What if we could lend this wonderful power to some of the huge reference collections around the world? What if you could contribute your own description of a certain photo in, say, the Library of Congress’ vast photographic archive, knowing that it might make the photo you’ve touched a little easier to find for the next person?
This isn’t the first formal engagement between a library and Flickr. The National Library of Australia’s Picture Australia project set up a relationship to allow the community to upload contemporary images to Flickr and have them catalogued inside the NLA’s resource as well.

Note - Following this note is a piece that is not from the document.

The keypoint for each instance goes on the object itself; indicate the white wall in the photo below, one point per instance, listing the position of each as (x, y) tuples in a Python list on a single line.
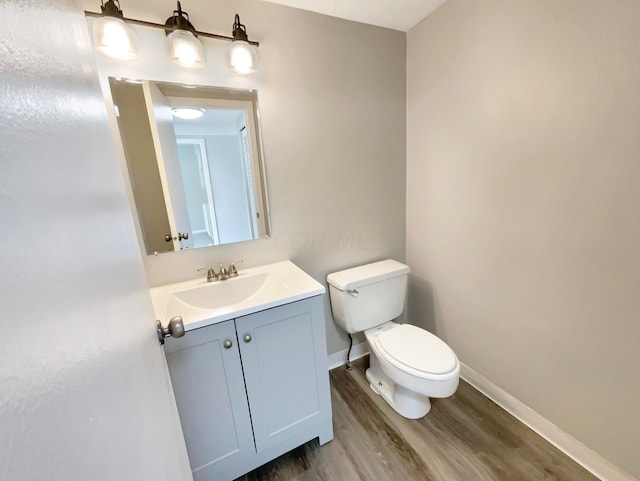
[(84, 392), (332, 100), (523, 229)]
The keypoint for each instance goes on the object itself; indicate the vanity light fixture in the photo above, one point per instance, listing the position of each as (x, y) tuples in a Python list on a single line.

What is interesting about the Commons project is that it reverses this and releases back to the community a wealth of historical imagery that previously was hard to find. Flickr is a good match for the collections of images already available under this project – the pro-am photographic community is well represented in Flickr which bodes well for higher quality tagging and user generated content, Flickr already has a lot of ‘similar’ contemporary content with which these historical images can be linked, and of course Flickr’s API opens up some interesting possibilities for recombinatory projects.
No doubt many other organisations will be watching this closely to see what impact this has on the LoC’s reputation and image sales revenue. Also, for those who hold similar collections, how their own image sales revenue is affected. Likewise, others will ask whether these public domain resources should now also be replicated out to other image services as well, and when more public domain collections will be uploaded in a similar fashion.